E, di conseguenza, una terza revisione radicale: potremo rimanere quelli di prima nel condividere l’esistenza con gli altri? … Non sarà forse inderogabile divenire suoi testimoni e apostoli viventi, gioiosi e per sempre?
Davvero questa pagina del Vangelo non vuole darci una lezione di galateo ma è un pressante invito a vivere la fede riconoscendo con meraviglia e gratitudine la continua opera di Salvezza che Dio compie in noi e nella storia tutta.
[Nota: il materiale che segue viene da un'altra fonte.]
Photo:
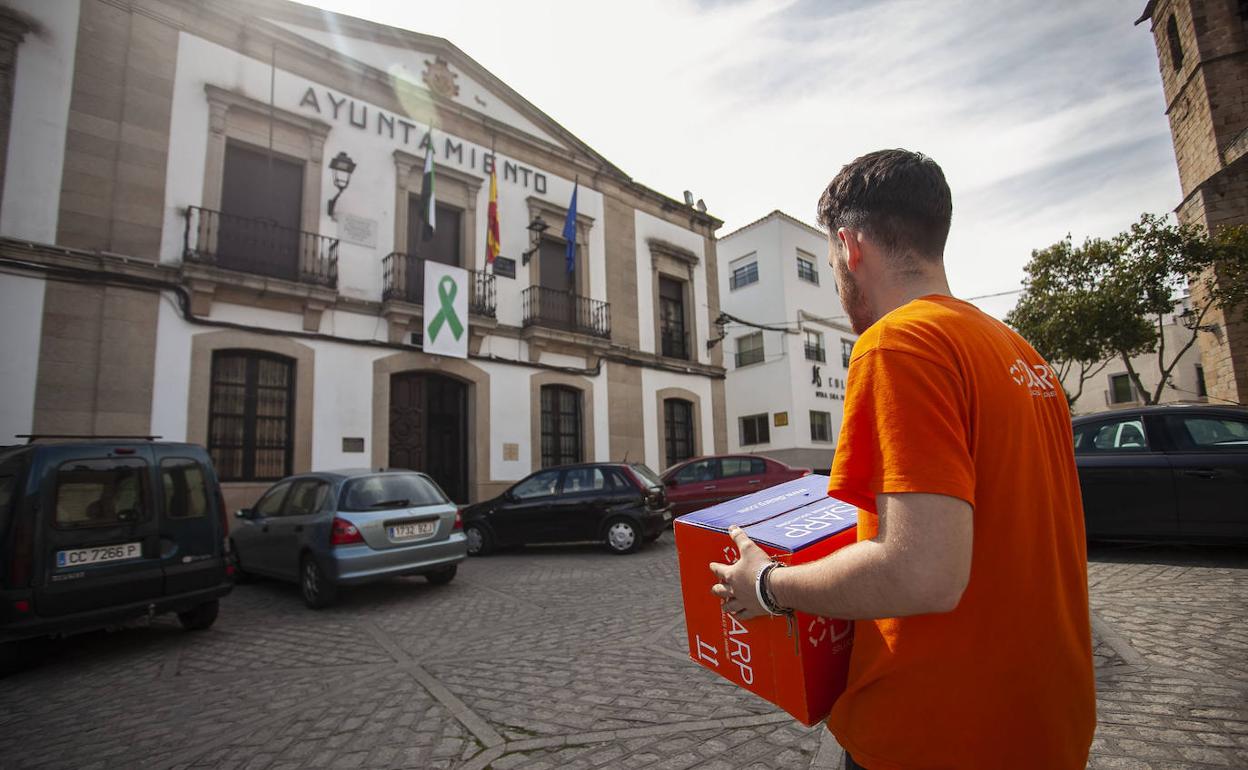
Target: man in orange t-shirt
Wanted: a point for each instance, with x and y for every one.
(969, 583)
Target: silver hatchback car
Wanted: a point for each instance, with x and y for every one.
(348, 527)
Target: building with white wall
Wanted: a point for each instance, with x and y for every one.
(170, 265)
(1111, 387)
(785, 382)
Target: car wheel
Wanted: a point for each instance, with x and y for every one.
(240, 575)
(623, 536)
(478, 540)
(200, 617)
(317, 590)
(443, 575)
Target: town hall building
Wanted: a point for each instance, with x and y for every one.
(211, 231)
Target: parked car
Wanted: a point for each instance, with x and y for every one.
(1171, 472)
(619, 504)
(350, 527)
(97, 532)
(705, 481)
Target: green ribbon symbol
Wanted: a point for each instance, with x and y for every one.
(447, 291)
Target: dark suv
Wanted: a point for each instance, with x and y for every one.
(96, 532)
(619, 504)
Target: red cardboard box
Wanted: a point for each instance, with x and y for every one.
(801, 669)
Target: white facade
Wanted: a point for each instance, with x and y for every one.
(788, 385)
(347, 333)
(1111, 387)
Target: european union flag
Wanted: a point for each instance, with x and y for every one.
(569, 230)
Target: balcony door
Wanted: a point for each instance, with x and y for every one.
(557, 301)
(261, 211)
(444, 246)
(428, 429)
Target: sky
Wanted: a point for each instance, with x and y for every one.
(1047, 117)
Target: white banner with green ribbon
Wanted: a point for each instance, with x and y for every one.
(446, 310)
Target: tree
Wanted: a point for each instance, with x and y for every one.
(1068, 311)
(1082, 307)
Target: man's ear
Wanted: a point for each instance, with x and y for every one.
(853, 247)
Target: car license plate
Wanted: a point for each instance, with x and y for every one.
(406, 532)
(100, 554)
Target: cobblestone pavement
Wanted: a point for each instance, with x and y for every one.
(565, 658)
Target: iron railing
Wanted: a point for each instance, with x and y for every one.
(567, 311)
(260, 247)
(404, 281)
(674, 342)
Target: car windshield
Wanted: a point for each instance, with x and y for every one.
(391, 491)
(650, 477)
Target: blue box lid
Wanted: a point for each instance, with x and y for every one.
(761, 504)
(789, 516)
(811, 523)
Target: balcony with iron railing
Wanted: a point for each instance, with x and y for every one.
(565, 311)
(258, 247)
(404, 282)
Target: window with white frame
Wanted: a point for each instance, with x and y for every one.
(755, 429)
(743, 271)
(820, 426)
(1121, 388)
(806, 267)
(815, 346)
(749, 348)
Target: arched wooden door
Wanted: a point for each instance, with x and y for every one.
(428, 428)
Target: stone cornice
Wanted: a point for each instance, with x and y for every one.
(659, 247)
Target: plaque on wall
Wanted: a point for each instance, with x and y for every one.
(352, 444)
(504, 267)
(357, 230)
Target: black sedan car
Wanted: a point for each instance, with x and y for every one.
(1171, 472)
(618, 504)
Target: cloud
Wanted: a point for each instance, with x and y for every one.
(1046, 117)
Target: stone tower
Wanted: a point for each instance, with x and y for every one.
(1202, 48)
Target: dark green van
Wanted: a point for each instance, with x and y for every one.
(97, 532)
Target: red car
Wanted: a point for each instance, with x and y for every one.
(704, 481)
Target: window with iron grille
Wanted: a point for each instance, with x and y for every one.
(678, 423)
(1121, 388)
(815, 347)
(820, 426)
(672, 318)
(755, 429)
(560, 426)
(745, 271)
(251, 416)
(749, 348)
(806, 268)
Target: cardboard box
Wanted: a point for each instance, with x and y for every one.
(801, 669)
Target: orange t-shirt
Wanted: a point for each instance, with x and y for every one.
(945, 399)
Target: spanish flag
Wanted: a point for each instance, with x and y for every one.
(492, 226)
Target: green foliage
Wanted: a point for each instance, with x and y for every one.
(1108, 298)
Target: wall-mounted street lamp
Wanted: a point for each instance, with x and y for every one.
(342, 167)
(1188, 318)
(536, 229)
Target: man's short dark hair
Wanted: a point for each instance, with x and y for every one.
(900, 199)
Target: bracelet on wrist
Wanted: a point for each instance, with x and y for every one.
(763, 590)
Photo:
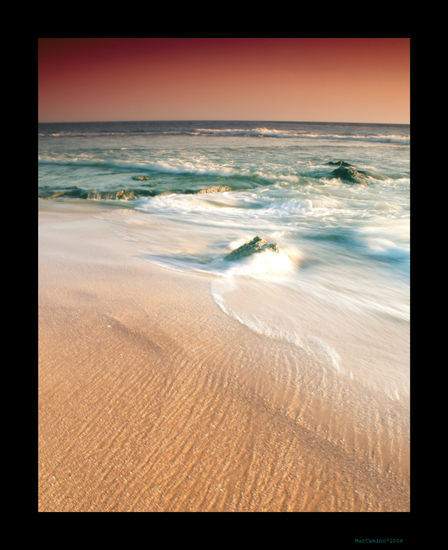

È un invito a pregare così:
Ho poco “tempo”, ma troverò tutto lo spazio che posso, per Te.
Ho poche energie, ma prenderò la mia bisaccia e mi incamminerò verso la missione quotidiana.
Ho poca voglia, ma rispetterò gli impegni quotidiani cui mi lega il cammino: la preghiera, la messa, le promesse.
Ho poca pazienza, ma te la dono e ogni giorno perdonerò mio marito, mia moglie, il fratello o la sorella che mi hanno ferito.
Ho poca scioltezza nel comunicare, sono timido, ma accetto di parlare di Te, accetto di annunciarti sempre e a tutti.
Ho poco denaro, ma mi fido di te e continuo a dare la mia decima.
Ho poca salute e poca serenità, ma affido a te tutte le mie sofferenze e ti servirò con fiducia nella lode e nella testimonianza.